PLN/FX complication: We flag a Poland-specific risk: crypto cards settle in EUR or USD, and when converted to PLN at the point of sale, the exchange rate introduces a secondary taxable element on stablecoins. If you bought USDC at 1 USD = 4.10 PLN and spent it when 1 USD = 4.20 PLN, the PLN 0.10/dollar difference is technically a taxable FX gain. At Poland's 19% rate, this is usually trivial (a few groszy per transaction), but strict compliance requires tracking it.
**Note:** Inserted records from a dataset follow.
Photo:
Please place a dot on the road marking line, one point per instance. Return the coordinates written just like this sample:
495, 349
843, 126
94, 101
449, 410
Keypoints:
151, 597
Crypto-to-crypto swaps are tax-neutral in Poland. Converting BTC to USDC does not trigger the 19% tax - only conversion to PLN fiat or payment for goods/services does. This means Polish users can freely swap appreciated crypto to stablecoins before loading a card, with no tax on the swap itself.
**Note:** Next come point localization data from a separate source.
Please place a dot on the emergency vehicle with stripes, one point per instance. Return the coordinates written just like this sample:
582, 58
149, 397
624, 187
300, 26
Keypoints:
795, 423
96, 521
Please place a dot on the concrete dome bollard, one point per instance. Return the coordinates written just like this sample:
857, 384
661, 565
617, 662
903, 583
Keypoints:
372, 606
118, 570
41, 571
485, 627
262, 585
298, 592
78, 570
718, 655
Reporting: Crypto gains and losses are reported on the PIT-38 annual tax return, due by April 30 of the following year. The PIT-38 is specifically for capital gains, separate from employment income (PIT-37). Koszty uzyskania przychodu (deductible costs) include exchange fees, network fees, and documented acquisition costs. From January 2026, DAC8 requires crypto platforms to collect and report Polish user transaction data to KAS (Krajowa Administracja Skarbowa).
How to Apply from Poland
Polish crypto card applications require a Dowod osobisty (national identity card, issued by the urzad gminy) or Paszport (passport). The PESEL (Powszechny Elektroniczny System Ewidencji Ludnosci, 11-digit universal identification number assigned to all Polish residents) is required by most financial services for tax reporting to KAS.
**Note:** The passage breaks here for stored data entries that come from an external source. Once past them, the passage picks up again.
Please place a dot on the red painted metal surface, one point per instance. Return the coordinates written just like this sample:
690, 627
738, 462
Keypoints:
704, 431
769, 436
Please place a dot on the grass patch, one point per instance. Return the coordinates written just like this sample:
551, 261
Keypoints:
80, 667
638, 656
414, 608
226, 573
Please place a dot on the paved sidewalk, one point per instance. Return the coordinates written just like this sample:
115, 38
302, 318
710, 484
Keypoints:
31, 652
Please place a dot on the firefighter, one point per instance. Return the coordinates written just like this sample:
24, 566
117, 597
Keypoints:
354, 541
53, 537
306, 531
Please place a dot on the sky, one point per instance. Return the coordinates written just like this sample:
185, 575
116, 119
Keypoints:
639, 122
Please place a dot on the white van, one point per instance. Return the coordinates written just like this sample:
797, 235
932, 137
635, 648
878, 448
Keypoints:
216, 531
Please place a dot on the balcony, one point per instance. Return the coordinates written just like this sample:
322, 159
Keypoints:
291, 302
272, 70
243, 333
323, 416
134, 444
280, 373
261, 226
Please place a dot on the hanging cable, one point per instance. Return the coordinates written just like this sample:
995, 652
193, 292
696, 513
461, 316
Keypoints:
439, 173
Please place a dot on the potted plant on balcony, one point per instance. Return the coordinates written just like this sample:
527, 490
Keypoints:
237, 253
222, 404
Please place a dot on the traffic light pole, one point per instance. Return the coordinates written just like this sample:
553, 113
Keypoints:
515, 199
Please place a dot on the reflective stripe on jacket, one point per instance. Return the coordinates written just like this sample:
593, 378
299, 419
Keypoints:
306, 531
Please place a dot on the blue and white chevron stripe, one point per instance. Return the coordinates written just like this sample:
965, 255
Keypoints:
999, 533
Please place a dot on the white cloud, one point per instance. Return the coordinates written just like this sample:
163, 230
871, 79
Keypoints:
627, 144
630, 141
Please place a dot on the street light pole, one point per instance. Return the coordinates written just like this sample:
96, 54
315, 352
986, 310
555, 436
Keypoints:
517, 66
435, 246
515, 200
The e-Dowod (electronic identity card, issued since March 2019) contains an electronic layer with a qualified electronic signature, which some platforms may support for faster digital verification. In practice, most EEA card issuers use the standard selfie + ID photo verification flow rather than integrating with Polish e-Dowod infrastructure.
Proof of address via utility bills from PGE or Tauron (electricity), PGNiG (gas), or Vectra/Orange/Play (telecoms). Bank statements from PKO BP, mBank, ING, Santander Polska, or BNP Paribas are also accepted. A Zaswiadczenie o zameldowaniu (registration certificate from the local urzad gminy) is the strongest form of address verification, though many EEA issuers accept standard utility bills without requiring the formal certificate.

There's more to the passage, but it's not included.